Unless you're an alcoholic, as in physiological dependence, or someone holds a gun to your head and tells you to finish that glass
or else, then you have a choice whether to act on that belief or not. The fact you do not, tells me you actually don't really believe it's to be avoided.
That conflation is actually a fallacy called Tu Coque.
I'm not sure how you even jumped to that conclusion, but whatever rationalization helps you
Or do you mean people lack insight and will be sure they're valuing something for a good reason, when the real reason may be very different and morally questionable or selfish? I would still submit that this is an example of sincerely providing incorrect information rather than lying.
I'm more like talking about when they only value it in other people, because that offers some advantages over those people, but yeah, there are also some that do just lack insight.

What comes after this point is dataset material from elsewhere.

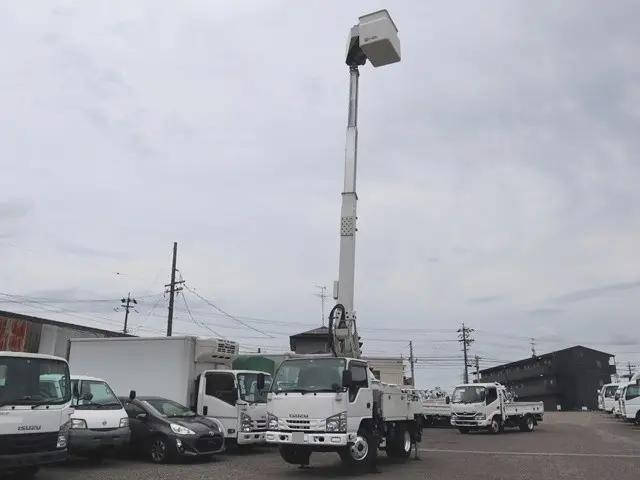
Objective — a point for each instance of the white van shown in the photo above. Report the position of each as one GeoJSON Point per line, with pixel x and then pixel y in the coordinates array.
{"type": "Point", "coordinates": [609, 396]}
{"type": "Point", "coordinates": [99, 422]}
{"type": "Point", "coordinates": [632, 402]}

At any rate, while finely slicing what is really a lie, and what is self-deception, and what is just hypocrisy, and what is just spectacularly failing to notice the obvious in one's own behaviour, etc, may serve a point, in all those cases it still boils down to it not being usually true that, I quote, "
What a person personally believes usually aligns with what they tell their children, because they want their children to share their values and beliefs." My point is really that no, "usually" it's the other way around.
Yes, but as somebody who has had to design these surveys, I think you're assuming deception when the more mundane answer is that framing changes the way people interpret questions and in most cases they are answering sincerely. Discepant responses are not proof of falsification. Also: there is fudge-checking, but one set of surveys indicates that lying in surveys declines dramatically if there is any chance of followup or consequences. As you point out: people lie a lot in anonymous surveys. People lie less when their identity is attached to a survey. I'm going to speculate that people lie less to their kids whom they love and expect to care for them in old age, than to anonymous surveyors they probably don't like and will never meet again.
So again: a poor analogy due to critical and material differences.
I could go in to the extent it happens in surveys, but let's just say in another study a remarkable number of people lied to people they knew, and with their identity attached to the email, just to shave a couple of dollars off a shared restaurant bill at someone else's expense. So whatever safeguard that known identity is, it can't be very strong.
Also, people's propensity to tell a lie, even in an out-of-character situation, went up when you told them to roleplay a manager position. Given that that kinda does apply to one's kids, yeah, I'm not so sure.
No, I mean like my Mennonite relatives in Lithuania who pretended to be atheist when the Stalinist government was arresting Mennonites because of their religious adherence back in the 1940s. They did not, however, carry this deception to their children, as they wanted to pass on their values and beliefs.
Yes, I understand. I'm just saying that people pretend to be more pious for a lot less than actual persecution.